Abstract
Pleural space infections (PSI) are a common complication after lung transplantation (LT) and have historically been linked to impaired allograft function and decreased survival, though contemporary outcome data are limited.
This retrospective cohort included adult LT recipients (LTRs) who underwent pleural effusion drainage ≤ 90 days posttransplant from June 2013 to December 2023. Pulmonary function tests (PFTs; FEV1 and FVC percent predicted) and 1-year survival were compared between LTRs with and without culture-proven PSI using linear mixed-effects models. Survival was analyzed using an adjusted Cox proportional hazards model controlling for restrictive lung disease, with Kaplan-Meier curves to visualize survival trajectories. PSI diagnosis, microbiology, and management considerations were also described.

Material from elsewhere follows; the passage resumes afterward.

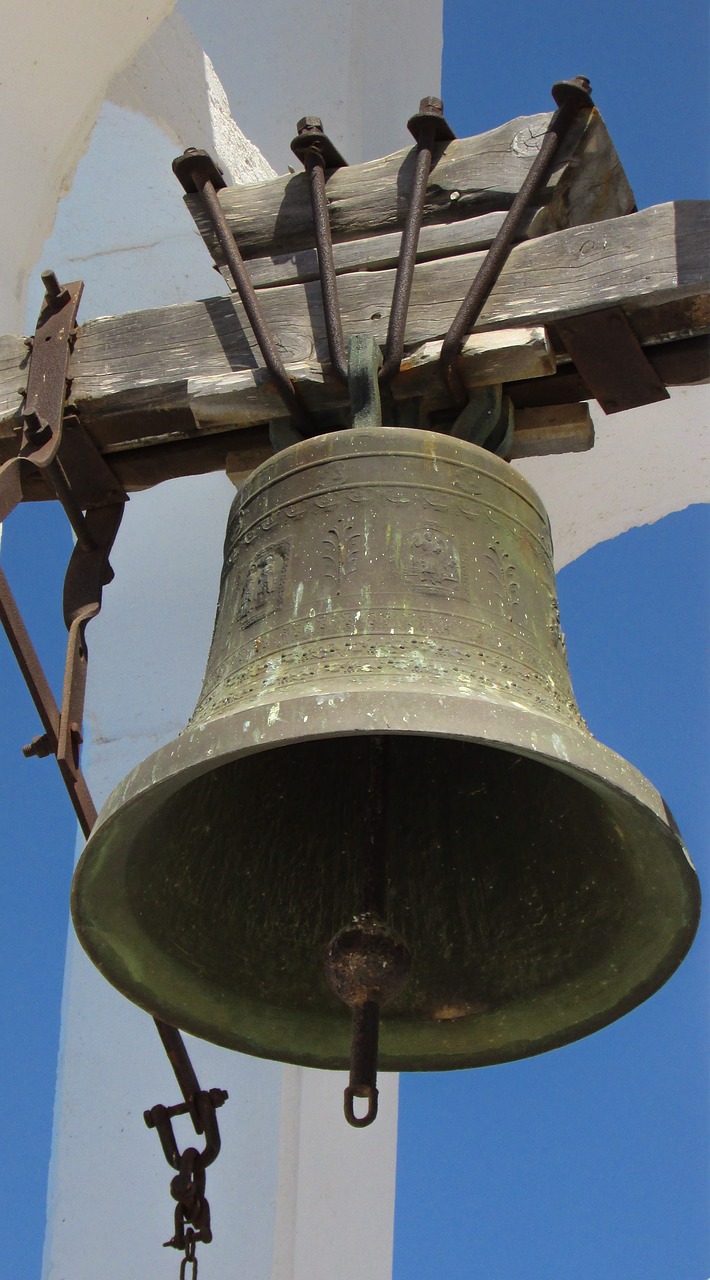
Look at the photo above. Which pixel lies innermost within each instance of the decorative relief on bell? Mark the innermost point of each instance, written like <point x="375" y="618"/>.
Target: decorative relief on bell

Among 1005 LTRs, 7% developed PSI (n = 72) and 30% had sterile effusions (n = 304). A pleural neutrophil percentage > 21% predicted infection with 71% sensitivity and 76% specificity. Gram-positive bacteria and Candida comprised 80% of isolates. Median antimicrobial treatment was 4 weeks, combined with pleural drainage. Surgical intervention within 30 days of nonoperative drainage was more frequent in PSI patients (22% vs. 7%, p < 0.001; two-thirds VATS procedures). PSI was associated with modest early pulmonary impairment (∼4%-7% lower PFTs), primarily reflecting stable (non-improving) values from Months 1 to Month 2. However, both groups showed similar trajectories thereafter, with >10% absolute PFT improvement from Month 1 to Month 12. One-year survival was 93% (PSI) versus 94% (non-PSI) (HR: 1.23, 95% CI: 0.44-4.43, p = 0.69).
PSI remains frequent post-LT but with contemporary management-including drainage, antimicrobials, and early surgical intervention-may no longer carry excess risk for sustained allograft dysfunction or death relative to pleural effusions without associated infection.